Fonasc.CBH participa do Dia do Rio Jauquara

Celebração ao Rio Jauquara

Texto: Ascom Fonasc.CBH
Data: 21/06/2019

O Fonasc.CBH foi convidado pela ONG Fé e Vida a participar do Dia do Rio Jauquara, cuja data de celebração é no dia 28 de abril. As representantes do Fonasc.CBH Débora Calheiros e Lediane Oliveira deram uma palestra onde falaram sobre a importância dos rios e seus usos múltiplos, bem como destacaram a relevância do Rio Jauquara, para a região do Pantanal. Elas deram início a um projeto de capacitação e mobilização das lideranças e professores das comunidades.

Para celebrar o dia do rio a equipe do Comitê Popular do Rio Paraguai chegaram com representantes da escola de ativismo, para um encontro com lideranças das comunidades. As boas-vindas da celebração foi dada por Isidoro Salomão, da ONG Fé e Vida,que falou da preservação dos rios e dos impactos das Usinas, relatando experiências dos 20 anos de trabalhos que a ONG vem fazendo no Pantanal. Em seguida foi servido um café da manhã feito com alimentos típicos da comunidade do Baixiu.

A comunidade e convidados fizeram uma oração a São José, o padroeiro da comunidade, e uma apresentação de Cururu. Depois saíram em procissão da casa do senhor Antônio até o Rio Jauquara, percurso de 1 km, com uma mística da Vanda e os alunos da comunidade, e entre orações e canções de Cururu chegaram ao Rio Jauquara, aonde fizeram uma oração a Nossa Senhora do Pantanal e reforçaram o compromisso com o Rio que é reflexão sobre as águas.

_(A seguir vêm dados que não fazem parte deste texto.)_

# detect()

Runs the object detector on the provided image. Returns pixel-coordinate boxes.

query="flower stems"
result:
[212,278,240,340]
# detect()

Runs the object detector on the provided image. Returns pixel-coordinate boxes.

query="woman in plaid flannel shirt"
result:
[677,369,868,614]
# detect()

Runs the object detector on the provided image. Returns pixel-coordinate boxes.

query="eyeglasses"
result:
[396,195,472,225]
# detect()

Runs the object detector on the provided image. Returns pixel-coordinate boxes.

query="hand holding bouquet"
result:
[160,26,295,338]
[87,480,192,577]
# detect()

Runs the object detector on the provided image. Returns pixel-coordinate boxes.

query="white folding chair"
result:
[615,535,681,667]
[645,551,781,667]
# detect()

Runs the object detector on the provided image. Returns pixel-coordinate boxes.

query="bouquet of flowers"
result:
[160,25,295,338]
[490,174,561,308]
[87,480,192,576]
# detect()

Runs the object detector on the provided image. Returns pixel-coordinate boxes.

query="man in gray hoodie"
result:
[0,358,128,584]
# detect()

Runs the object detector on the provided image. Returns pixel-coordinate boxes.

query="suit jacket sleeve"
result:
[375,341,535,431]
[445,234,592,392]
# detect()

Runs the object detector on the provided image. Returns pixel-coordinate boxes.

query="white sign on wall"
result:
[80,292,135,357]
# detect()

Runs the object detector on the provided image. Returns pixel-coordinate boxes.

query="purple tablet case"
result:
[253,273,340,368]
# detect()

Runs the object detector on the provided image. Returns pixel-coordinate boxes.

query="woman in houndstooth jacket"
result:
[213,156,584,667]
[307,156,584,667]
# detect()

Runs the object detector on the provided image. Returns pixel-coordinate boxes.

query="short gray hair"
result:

Ao retornarem seguiu-se as apresentações de místicas e uma palestra do Rafael Bento, líder comunitário, que abordou sobre a preservação do rio em relação a questões das Pequenas Centrais Hidrelétricas (PCH´s).

A Escola de Ativismo entrou com uma dinâmica com participações das comunidades falando de como juntar forças e lutar por um objetivo em comum que é a defesa dos rios contra as PCH´s, uma banda de música local da comunidade se apresentou.

O Fonasc.CBH finaliza o evento com a palestra sobre a importância do Jauquara e seus enfrentamentos. Após este momento foi servido um almoço preparado pela comunidade com peixes do Rio Jauquara.